As group compliance director at the Simplybiz Group, who provides compliance and business support to directly authorised financial advisers throughout the UK, I have to say that the recent picture painted by Chris Smallwood, chief executive of 2Plan, of DA advisers struggling through the regulatory maze with no-one to turn to for help, continually and inadvertently exposing themselves and their clients to huge risk and detriment through lapses in compliance, is totally alien to me.
I can only assume that Chris has had a bad experience with direct authorisation in the past as his assertion that when things go “..a bit awry..” for DA advisers, they have nobody to whom they can turn.
However, having worked at both a network and a support services company, I can guarantee that the quality and breadth of guidance given, the expertise and level of qualification attained by the staff and, most importantly, the depth of relationship with the adviser, is no different at either.
There are both ‘good’ and ‘bad’ examples of networks and support service companies and I believe that is the key differentiator, not the model itself.
As Chris pointed out in his blog, networks (most notably Sesame/Bankhall) and their member firms have had a rough time of it recently and, without wanting to try to score points from this genuinely unfortunate situation, I think there are some issues that Chris didn’t mention which are worthy of advisers’ consideration.

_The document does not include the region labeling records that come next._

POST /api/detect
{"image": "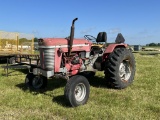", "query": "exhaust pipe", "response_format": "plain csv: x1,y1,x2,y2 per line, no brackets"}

68,18,78,56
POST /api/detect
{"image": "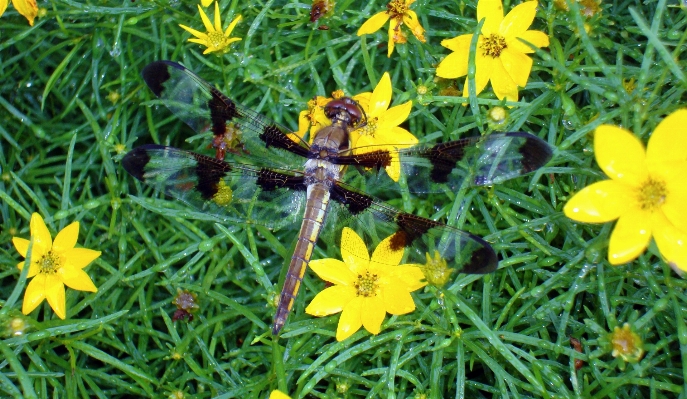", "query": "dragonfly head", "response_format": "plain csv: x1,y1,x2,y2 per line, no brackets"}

324,97,365,127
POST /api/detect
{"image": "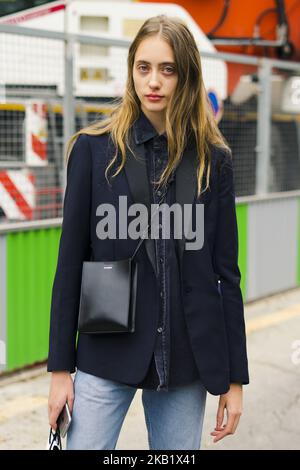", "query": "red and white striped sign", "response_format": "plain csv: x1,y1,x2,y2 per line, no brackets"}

0,170,35,220
25,101,48,166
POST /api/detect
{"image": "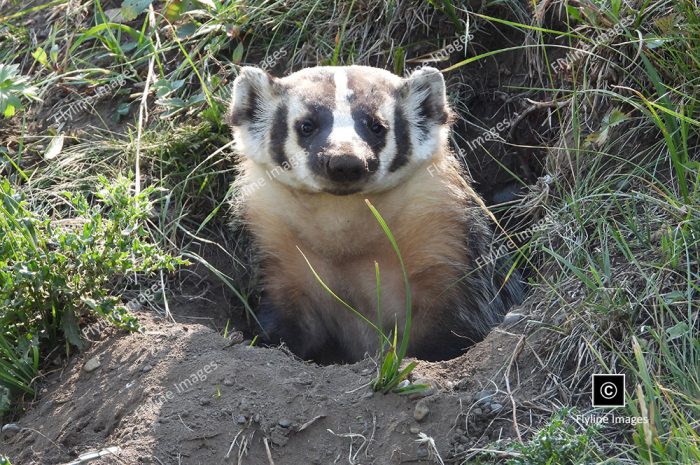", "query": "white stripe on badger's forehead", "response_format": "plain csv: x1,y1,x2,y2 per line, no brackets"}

333,69,352,113
328,69,358,143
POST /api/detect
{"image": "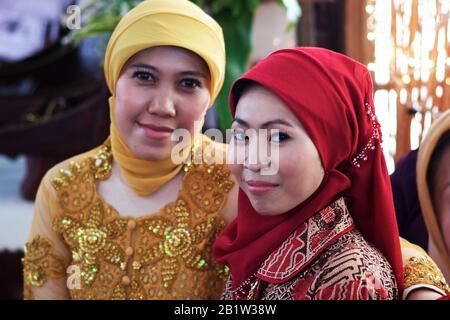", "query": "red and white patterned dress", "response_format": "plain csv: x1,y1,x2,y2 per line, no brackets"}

222,198,398,300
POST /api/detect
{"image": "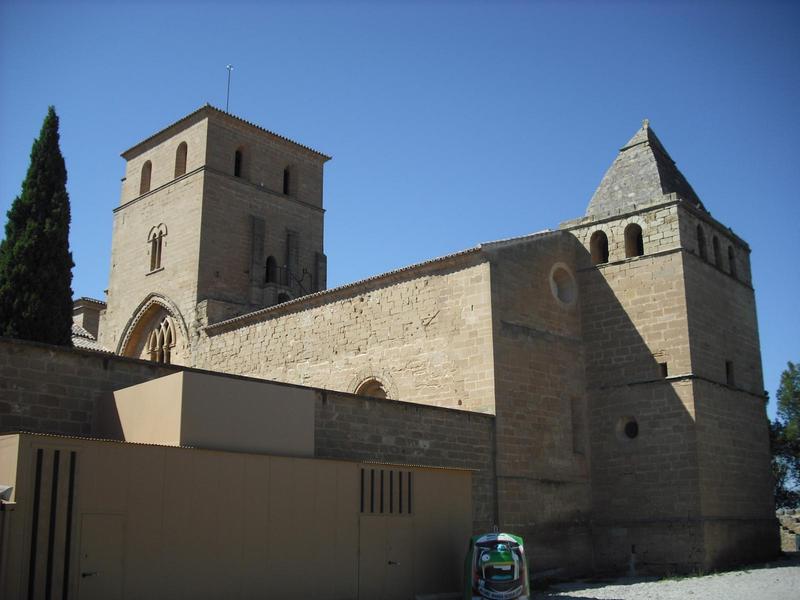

An indisputable fact is that network membership presents ever accumulating liabilities. Increasing PI contributions bring a need for greater controls and fees; both of which will alienate advisers and cause more to leave the network, therefore leaving fewer ARs to foot the bills.
In terms of risk, becoming a DA adviser with comprehensive, reliable compliance support in place is by far the safest option. No AR can sway the recruitment policy of their network, yet they must adhere to rules put in place to govern the lowest/riskiest common denominator.
The larger the network, the more likely that they will take on both inexperienced advisers and those who conduct higher risk types of business.
Regardless of the quality of a single adviser within a network, they will be impacted by the conduct of others, both financially and in terms of the additional – i.e. above and beyond those required by the regulator – compliance hoops they will be asked to jump through.
To me, network membership represents the worst of both worlds – the risk and costs of being a business owner and the rigidity and lack of autonomy of being employed – and I think that the major bonus that direct authorisation offers is choice.